Em Minas Gerais, o Provimento Conjunto nº 09/11, de 08 de novembro de 2011, dispõe a respeito do comparecimento espontâneo, a saber:
Art. 277. A confecção do Termo de Comparecimento Espontâneo (TCE), previsto no artigo 262 e seu parágrafo único do CPPM, só será possível nas seguintes hipóteses:
I – quando, uma vez instaurado o Inquérito Policial Militar, alguém que não seja investigado ou indiciado se apresentar como responsável pelo fato;
II – quando a autoridade tomar conhecimento, pelo próprio militar que se apresenta, ocorrência do ilícito penal por ele praticado, e até então desconhecido, quando ausentes os requisitos do flagrante delito.
§ 1º. No caso de incidência do inciso II deste artigo, além do TCE, deverá a autoridade instaurar imediatamente o IPM, nos termos do art. 10, “a” ou “b”, do CPPM.
§ 2º. O TCE constitui peça a ser formalizada nos autos do IPM, conforme os termos do parágrafo único do art. 262 do CPPM.
§ 3º. O comparecimento espontâneo não elidirá a lavratura do APF, desde que presentes os seus requisitos.

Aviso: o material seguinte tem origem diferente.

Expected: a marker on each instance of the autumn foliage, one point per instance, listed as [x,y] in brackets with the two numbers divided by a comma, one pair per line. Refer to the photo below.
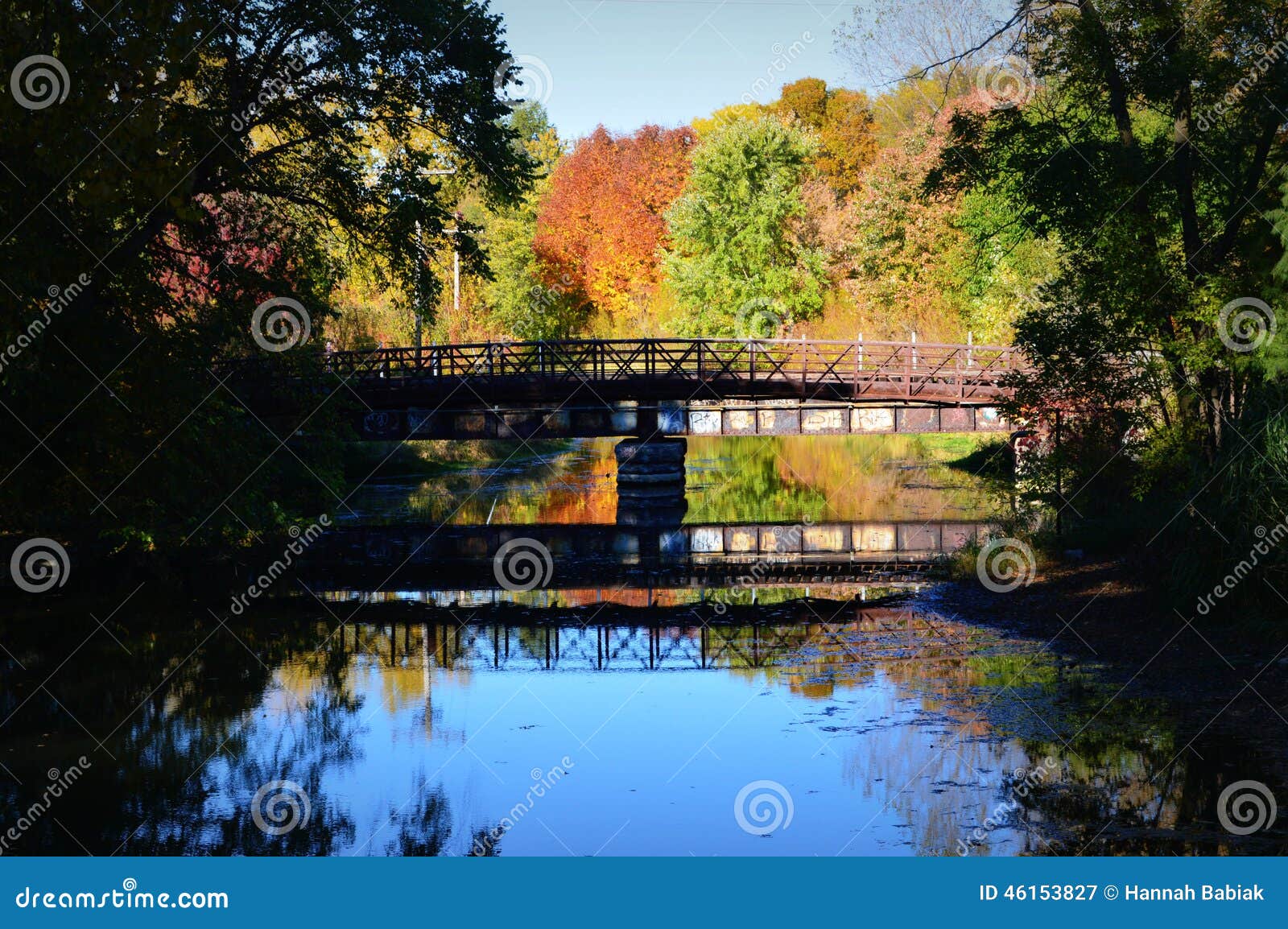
[602,223]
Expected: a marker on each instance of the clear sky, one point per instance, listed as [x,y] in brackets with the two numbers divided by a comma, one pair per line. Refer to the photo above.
[629,62]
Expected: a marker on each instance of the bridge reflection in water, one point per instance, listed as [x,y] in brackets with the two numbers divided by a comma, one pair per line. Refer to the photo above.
[813,648]
[464,558]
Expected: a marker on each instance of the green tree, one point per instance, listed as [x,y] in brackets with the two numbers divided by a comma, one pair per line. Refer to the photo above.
[1150,150]
[734,261]
[190,161]
[518,294]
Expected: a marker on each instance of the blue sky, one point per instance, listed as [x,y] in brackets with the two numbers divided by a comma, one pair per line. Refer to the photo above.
[629,62]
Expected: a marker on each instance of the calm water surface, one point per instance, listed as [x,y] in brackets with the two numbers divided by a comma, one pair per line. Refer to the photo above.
[341,722]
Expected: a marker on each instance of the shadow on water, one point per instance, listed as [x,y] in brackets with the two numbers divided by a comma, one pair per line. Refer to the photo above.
[663,691]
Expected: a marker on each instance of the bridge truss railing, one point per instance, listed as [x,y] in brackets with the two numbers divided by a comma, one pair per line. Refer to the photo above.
[882,369]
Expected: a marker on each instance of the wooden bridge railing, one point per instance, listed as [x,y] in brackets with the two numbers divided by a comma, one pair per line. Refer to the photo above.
[882,369]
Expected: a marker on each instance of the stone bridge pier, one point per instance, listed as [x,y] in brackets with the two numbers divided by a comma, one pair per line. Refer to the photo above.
[650,481]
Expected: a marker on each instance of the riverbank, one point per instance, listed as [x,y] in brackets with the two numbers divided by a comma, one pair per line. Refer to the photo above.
[1104,611]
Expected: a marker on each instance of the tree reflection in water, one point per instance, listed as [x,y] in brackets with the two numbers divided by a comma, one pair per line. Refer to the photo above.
[927,719]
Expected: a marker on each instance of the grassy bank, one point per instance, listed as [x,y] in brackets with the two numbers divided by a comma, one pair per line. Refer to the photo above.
[425,459]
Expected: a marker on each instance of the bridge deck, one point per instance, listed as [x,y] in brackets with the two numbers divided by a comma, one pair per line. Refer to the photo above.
[702,369]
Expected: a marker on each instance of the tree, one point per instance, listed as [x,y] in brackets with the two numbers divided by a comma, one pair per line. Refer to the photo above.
[733,257]
[804,101]
[602,222]
[704,126]
[847,141]
[180,165]
[1150,148]
[527,299]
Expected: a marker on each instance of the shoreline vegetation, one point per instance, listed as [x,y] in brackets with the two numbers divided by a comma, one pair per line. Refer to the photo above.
[1099,188]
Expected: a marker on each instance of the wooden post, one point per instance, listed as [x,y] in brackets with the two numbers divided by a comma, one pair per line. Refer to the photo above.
[907,371]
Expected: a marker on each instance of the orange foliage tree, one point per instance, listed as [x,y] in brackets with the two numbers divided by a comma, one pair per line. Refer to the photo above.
[602,223]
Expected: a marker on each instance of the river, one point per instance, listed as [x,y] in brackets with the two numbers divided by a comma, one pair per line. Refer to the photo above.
[375,700]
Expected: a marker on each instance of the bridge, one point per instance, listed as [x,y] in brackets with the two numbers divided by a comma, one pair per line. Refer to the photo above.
[663,386]
[464,558]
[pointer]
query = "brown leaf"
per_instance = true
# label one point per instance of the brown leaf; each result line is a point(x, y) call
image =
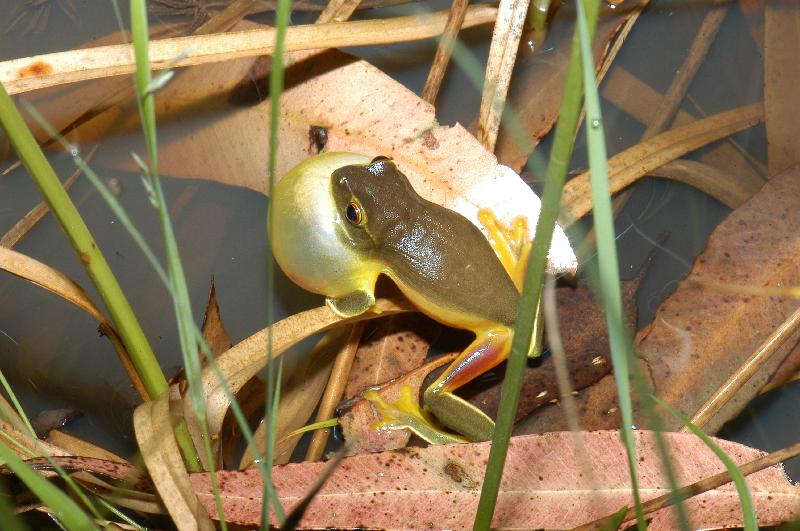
point(213, 328)
point(362, 110)
point(584, 334)
point(358, 422)
point(698, 338)
point(781, 78)
point(542, 486)
point(390, 348)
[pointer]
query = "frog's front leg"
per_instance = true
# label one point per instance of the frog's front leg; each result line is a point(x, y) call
point(489, 349)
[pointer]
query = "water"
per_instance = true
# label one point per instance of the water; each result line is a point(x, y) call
point(54, 357)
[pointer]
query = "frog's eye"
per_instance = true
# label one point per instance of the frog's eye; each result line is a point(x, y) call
point(353, 213)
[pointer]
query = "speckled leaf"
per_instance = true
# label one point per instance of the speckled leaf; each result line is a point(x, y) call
point(359, 108)
point(358, 422)
point(390, 348)
point(543, 486)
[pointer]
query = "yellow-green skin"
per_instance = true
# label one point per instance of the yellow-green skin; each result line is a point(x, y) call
point(439, 260)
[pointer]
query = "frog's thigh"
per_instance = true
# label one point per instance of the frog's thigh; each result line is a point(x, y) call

§ 4º. O fato de o militar ter praticado o crime em serviço ou agindo em razão da função, com comunicação ou apresentação imediata à Central de Operações da Instituição Militar Estadual, Coordenador do turno ou qualquer outra autoridade de polícia judiciária com atribuição equivalente, não afastará a lavratura do APF, se preenchidos os requisitos para tal, excetuando-se a hipótese prevista no art. 274 deste Provimento.

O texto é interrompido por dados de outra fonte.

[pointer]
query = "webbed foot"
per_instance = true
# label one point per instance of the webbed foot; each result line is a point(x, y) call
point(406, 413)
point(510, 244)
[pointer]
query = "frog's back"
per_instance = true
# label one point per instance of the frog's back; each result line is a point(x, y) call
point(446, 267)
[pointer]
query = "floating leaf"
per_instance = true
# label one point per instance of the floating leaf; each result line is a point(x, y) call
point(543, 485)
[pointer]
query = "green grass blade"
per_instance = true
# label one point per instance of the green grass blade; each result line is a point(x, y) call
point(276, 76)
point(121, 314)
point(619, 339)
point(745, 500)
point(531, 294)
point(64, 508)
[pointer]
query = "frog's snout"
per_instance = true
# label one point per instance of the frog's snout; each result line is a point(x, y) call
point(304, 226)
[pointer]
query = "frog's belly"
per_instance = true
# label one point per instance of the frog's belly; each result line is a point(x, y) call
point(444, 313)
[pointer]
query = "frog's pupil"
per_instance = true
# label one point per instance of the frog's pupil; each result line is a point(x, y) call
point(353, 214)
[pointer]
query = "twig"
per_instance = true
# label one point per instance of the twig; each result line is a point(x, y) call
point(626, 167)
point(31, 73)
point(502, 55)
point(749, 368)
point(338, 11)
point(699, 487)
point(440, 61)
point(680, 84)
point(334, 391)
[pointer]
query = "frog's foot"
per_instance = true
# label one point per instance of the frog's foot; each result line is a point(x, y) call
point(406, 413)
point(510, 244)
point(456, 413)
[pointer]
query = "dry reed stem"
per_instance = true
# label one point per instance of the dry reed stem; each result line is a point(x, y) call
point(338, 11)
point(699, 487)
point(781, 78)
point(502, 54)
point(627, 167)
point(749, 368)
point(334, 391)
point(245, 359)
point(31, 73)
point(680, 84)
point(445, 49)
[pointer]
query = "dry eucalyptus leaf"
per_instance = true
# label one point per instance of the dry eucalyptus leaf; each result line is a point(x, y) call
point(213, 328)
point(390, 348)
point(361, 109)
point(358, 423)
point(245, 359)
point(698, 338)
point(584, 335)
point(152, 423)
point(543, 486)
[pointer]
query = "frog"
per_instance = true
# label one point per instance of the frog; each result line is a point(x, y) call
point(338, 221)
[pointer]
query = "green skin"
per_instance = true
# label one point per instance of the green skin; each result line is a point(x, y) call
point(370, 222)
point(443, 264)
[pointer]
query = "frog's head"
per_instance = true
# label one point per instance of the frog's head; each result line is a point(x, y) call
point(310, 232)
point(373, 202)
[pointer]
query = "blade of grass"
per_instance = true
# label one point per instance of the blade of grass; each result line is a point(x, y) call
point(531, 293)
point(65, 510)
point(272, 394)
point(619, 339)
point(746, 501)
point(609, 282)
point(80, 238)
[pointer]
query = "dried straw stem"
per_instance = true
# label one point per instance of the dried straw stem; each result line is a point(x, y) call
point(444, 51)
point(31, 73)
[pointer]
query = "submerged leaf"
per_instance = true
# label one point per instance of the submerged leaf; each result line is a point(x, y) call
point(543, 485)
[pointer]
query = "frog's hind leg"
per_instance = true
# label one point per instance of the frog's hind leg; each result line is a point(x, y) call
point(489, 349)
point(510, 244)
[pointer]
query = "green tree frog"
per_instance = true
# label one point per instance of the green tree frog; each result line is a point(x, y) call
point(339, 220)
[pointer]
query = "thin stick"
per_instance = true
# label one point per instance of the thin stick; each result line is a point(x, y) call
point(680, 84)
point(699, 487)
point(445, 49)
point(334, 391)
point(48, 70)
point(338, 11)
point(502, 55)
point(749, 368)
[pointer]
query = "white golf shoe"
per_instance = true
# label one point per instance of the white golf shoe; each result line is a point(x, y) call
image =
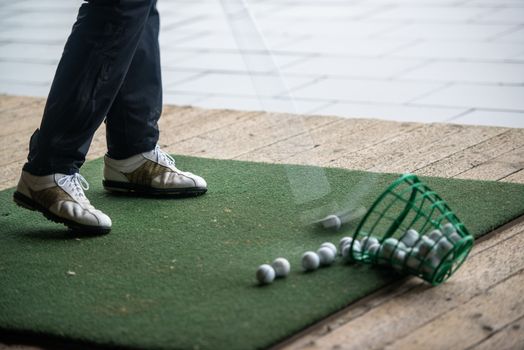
point(61, 199)
point(151, 173)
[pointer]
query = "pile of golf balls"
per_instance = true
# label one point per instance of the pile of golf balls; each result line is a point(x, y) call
point(417, 253)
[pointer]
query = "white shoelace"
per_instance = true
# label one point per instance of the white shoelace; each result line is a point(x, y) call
point(77, 182)
point(164, 156)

§ 5º. Reduzido a termo, serão os autos imediatamente encaminhados à autoridade judiciária militar. (grifo nosso)
Percebe-se nitidamente que o Provimento manifestou-se pela possibilidade de efetuar a prisão em flagrante, nos casos de apresentação espontânea do militar que tiver cometido o crime militar.
Com a devida máxima vênia, ousamos discordar de tal entendimento, pelos motivos que passamos a expor.
Para se afigurar a prisão em flagrante deve obrigatoriamente estar previsto uma das condições do artigo 244 do CPPM ou art. 302 do CPP.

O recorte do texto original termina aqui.